The man was always smiling, save for one notable occasion.
He was damn good at it, after all; from across the room he’d spot you standing
there, and the show would be on.
He’d stick out his hand. His eyes would scrunch down to
happy slits. And then the San Andreas Fault of grins would split his
square-jawed Alberta Clipper mug, and there you would be, totally disarmed,
unable to form any possible judgment but one: Geez, what a nice guy.
He was more than that, of course.
You’ll get the particulars elsewhere today, on the occasion
of his passing from cancer at the age of 80. The 666 games he played in 11
seasons as a Komet. The Governor’s Trophy he won in 1965 as the International
Hockey League’s top defenseman. The 98 goals he scored here, including eight in
the playoffs. The No. 6 he wore, and which now hangs in the Memorial Coliseum
rafters, never to be worn again by any Komets defenseman.They called him Choo-Choo for the way he churned tirelessly up the ice, and if that and the No. 6 swaying up there in the air currents confer a certain permanence on the man, it goes beyond just a number and a nickname. Minor league franchises are the most ephemeral of things, but in this city the Komets long ago transcended that notion. They’ve become so much a part of our identity that we can no more imagine the town without them than we can imagine it without Little Turtle or Anthony Wayne.

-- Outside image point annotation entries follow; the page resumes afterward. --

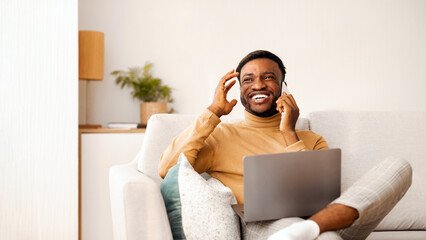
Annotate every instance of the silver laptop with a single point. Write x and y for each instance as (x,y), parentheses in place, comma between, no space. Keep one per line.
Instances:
(295,184)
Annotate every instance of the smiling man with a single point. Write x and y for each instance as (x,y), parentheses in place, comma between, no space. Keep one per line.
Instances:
(269,127)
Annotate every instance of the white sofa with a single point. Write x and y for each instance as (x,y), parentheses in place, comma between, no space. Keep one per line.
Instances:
(365,138)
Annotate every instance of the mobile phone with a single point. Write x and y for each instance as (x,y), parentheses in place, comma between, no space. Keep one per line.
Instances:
(285,89)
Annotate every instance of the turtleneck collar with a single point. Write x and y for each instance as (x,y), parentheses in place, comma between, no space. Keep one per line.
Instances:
(262,122)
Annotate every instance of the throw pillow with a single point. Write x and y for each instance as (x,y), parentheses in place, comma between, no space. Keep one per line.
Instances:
(198,208)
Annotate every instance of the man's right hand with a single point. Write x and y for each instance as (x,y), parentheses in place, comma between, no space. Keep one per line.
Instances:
(220,105)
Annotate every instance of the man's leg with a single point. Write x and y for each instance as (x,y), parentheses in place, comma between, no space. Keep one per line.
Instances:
(262,230)
(374,196)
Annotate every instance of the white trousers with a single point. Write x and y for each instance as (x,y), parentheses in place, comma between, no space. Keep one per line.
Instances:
(374,196)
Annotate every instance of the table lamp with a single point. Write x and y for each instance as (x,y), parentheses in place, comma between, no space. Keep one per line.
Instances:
(90,62)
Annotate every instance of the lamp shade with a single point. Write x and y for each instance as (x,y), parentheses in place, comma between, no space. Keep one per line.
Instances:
(90,55)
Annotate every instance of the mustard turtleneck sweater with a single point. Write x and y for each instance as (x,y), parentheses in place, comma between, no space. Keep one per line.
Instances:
(218,149)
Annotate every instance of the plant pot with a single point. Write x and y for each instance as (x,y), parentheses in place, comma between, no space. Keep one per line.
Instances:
(150,108)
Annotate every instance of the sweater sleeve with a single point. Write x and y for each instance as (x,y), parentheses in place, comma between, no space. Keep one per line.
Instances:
(190,142)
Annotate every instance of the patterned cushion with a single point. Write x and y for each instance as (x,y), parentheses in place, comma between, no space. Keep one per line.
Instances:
(198,208)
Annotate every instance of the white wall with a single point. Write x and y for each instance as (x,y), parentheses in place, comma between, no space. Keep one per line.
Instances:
(348,55)
(38,120)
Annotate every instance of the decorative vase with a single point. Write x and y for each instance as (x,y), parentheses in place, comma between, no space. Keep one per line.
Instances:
(150,108)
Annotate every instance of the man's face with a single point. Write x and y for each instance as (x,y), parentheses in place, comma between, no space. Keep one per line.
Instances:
(260,86)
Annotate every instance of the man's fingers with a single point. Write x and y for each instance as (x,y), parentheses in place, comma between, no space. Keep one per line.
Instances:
(229,75)
(229,86)
(293,101)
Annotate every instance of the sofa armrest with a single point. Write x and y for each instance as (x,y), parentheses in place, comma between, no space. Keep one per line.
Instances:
(137,206)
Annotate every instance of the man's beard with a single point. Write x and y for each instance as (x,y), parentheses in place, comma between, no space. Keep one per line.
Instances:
(268,113)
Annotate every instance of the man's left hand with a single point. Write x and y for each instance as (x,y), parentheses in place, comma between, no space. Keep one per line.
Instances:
(287,106)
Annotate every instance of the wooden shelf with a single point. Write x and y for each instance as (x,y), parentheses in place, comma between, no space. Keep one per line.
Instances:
(111,130)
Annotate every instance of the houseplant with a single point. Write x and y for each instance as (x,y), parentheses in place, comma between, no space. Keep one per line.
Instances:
(147,88)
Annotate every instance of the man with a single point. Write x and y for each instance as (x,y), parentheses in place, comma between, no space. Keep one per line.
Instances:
(269,127)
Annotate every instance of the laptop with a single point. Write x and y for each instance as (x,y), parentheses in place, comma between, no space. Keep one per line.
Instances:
(294,184)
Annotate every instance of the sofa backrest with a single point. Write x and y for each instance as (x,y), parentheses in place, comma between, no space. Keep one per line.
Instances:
(366,138)
(161,130)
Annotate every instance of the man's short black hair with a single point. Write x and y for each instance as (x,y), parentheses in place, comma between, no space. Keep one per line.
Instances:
(261,54)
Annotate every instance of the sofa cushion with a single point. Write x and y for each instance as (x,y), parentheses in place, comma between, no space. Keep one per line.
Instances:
(161,130)
(369,137)
(198,208)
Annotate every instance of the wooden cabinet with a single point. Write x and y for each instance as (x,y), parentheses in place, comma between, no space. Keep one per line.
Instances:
(100,149)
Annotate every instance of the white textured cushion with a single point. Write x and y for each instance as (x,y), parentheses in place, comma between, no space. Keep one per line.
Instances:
(369,137)
(201,208)
(161,130)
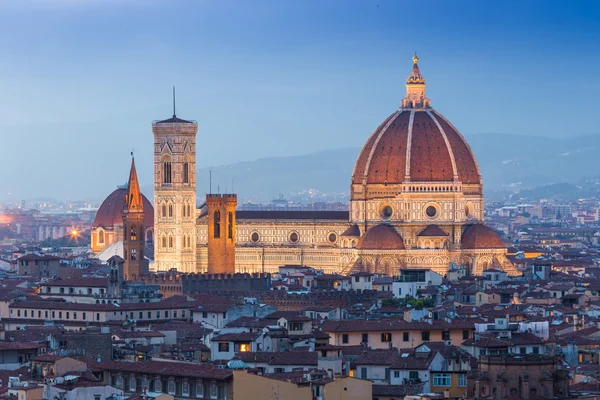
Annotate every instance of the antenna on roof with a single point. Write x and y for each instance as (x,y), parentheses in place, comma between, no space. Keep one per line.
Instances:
(173,101)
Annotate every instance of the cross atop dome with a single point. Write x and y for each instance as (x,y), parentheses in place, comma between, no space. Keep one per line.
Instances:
(415,88)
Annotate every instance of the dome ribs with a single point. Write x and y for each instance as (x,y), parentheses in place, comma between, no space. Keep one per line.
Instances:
(361,162)
(388,155)
(430,158)
(466,166)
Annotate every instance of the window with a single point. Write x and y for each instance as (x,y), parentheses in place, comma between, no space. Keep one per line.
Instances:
(167,177)
(230,225)
(186,173)
(441,380)
(217,224)
(244,347)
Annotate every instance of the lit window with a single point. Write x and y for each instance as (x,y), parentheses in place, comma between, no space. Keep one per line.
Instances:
(441,380)
(244,347)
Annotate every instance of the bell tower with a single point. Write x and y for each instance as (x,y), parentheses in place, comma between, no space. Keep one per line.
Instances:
(221,233)
(175,193)
(135,263)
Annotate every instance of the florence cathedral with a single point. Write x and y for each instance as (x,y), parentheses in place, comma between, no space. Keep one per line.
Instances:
(416,201)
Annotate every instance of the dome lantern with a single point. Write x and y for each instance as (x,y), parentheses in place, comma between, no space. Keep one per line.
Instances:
(415,89)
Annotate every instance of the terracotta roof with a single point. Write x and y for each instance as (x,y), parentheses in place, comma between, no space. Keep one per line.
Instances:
(392,325)
(235,337)
(201,371)
(110,212)
(83,282)
(432,230)
(291,215)
(352,231)
(479,236)
(383,159)
(381,237)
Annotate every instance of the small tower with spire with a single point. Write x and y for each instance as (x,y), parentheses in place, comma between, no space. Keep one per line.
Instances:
(415,88)
(135,264)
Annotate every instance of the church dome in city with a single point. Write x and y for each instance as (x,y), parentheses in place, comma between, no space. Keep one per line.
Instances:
(381,237)
(479,236)
(110,212)
(416,144)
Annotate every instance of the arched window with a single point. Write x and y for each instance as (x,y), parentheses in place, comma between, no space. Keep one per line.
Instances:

And we have Lionel Repka to thank for that.
He and Lenny Thornson and Reggie Primeau and a whole pile of others not only played hockey here, they lived here, forming a template that Komets players follow to this day. If Repka and Thornson and Primeau stayed – and Colin Lister and Ken Ullyot and George Drysdale, too – so did Colin Chaulk and Nick Boucher and P.C. Drouin. So did Grant Richison and Steve Fletcher and Guy Dupuis, and many, many more.
None had any connection to the city, understand, or even to
the country. They were a bunch of kids from Canada – Repka hailed from Edmonton
– who came here to play their national game. And yet they saw something here of
value, something that went beyond the dimensions of a hockey rink. And so they
stayed.
In the process, they stitched the Komets indelibly into the fabric of the community. And into their own, of course.
That became clear some years ago, when a handful of those who first came and stayed was hit hard by misfortune. Ullyot was fighting a grim battle with fibromyalgia. Primeau had just lost part of his leg to complications stemming from diabetes. And Lionel Repka’s son Ron, 40, had been struck and killed while riding his bike on a county road.
It was a gray autumn afternoon when I drove out to Lionel’s
home in Fox Chase to talk about all that. We sat at a table in his living room,
looking out at woods bright with October fire. Lionel greeted me with his
trademark grin, but then we started talking about the day of Ron’s funeral, and
the grin vanished and his voice grew soft.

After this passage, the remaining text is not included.